Grossi und ein Mitarbeiter sitzen mit Mundschutz an einem glänzenden Glastisch, vor ihnen Getränke und technische Geräte.  (AP / dpa)
Rafael Mariano Grossi (r.) bei seinen Gesprächen in Teheran. (AP / dpa)

Die Internationale Atomenergiebehörde - IAEA - kann ihre Kontrollen des iranischen Nuklearprogramms vorerst fortsetzen.

Das teilte IAEA-Chef Grossi in Wien nach seiner Rückkehr von einem Besuch in Teheran mit.
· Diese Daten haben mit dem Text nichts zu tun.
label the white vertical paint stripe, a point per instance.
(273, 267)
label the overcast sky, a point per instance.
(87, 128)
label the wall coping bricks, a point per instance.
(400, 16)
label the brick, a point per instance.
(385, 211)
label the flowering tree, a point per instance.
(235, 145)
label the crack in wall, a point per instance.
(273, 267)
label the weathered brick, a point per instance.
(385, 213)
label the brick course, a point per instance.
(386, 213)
Dort war er unter anderem mit dem iranischen Atombehördenchef Salehi zusammengekommen. Grossi sagte, die IAEA-Inspekteure hätten zwar nicht den gleichen Zugang wie zuletzt. Er gehe aber davon aus, dass sie dennoch ihren Aufgaben nachkommen könnten. Der IAEA-Direktor fügte hinzu, die neue Vereinbarung gelte vorerst für drei Monate. Er hoffe, dass bis dahin wieder eine umfassendere Abmachung getroffen werden könne.
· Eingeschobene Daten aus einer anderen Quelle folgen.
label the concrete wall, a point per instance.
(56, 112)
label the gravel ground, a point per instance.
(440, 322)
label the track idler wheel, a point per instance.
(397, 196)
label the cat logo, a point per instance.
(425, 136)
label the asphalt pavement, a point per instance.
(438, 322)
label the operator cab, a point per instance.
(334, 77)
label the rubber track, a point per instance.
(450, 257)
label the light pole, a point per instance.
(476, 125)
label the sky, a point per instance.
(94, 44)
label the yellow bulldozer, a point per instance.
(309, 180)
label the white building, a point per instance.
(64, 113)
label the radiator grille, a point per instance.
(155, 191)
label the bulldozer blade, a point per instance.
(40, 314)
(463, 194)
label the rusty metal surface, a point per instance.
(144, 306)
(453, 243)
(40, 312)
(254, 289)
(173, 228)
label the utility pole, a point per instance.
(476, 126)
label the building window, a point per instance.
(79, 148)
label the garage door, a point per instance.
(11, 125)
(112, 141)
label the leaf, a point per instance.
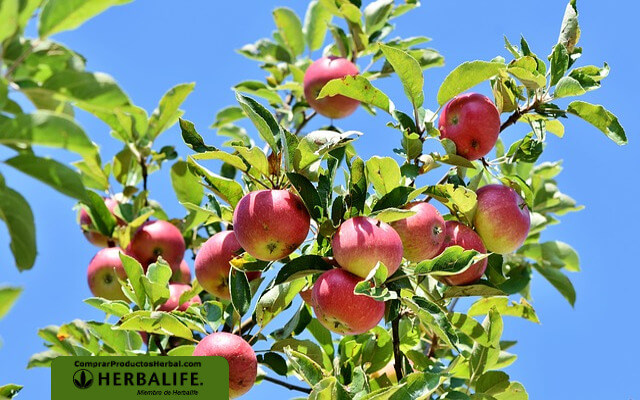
(57, 175)
(300, 267)
(167, 112)
(559, 280)
(466, 76)
(504, 307)
(290, 29)
(316, 22)
(45, 128)
(267, 126)
(602, 119)
(17, 215)
(384, 173)
(186, 184)
(359, 88)
(409, 72)
(8, 296)
(62, 15)
(240, 291)
(570, 31)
Die iranische Regierung hatte angekündigt, den Inspekteuren den Zugang zu den Nuklearanlagen einzuschränken. Unter anderem soll ihnen die Ansicht von Aufnahmen der Überwachungskameras verweigert werden. Die Inspektionen sind Teil des internationalen Atomabkommens von 2015. Es sollte den Iran am Bau von Nuklearwaffen hindern; im Gegenzug sollten die Sanktionen gegen das Land aufgehoben werden. Die USA stiegen aber im Jahr 2018 unter dem damaligen Präsidenten Trump aus dem Vertrag aus. Seitdem verstößt der Iran bewusst gegen Teile des Abkommens.

Diese Nachricht wurde am 21.02.2021 im Programm Deutschlandfunk gesendet.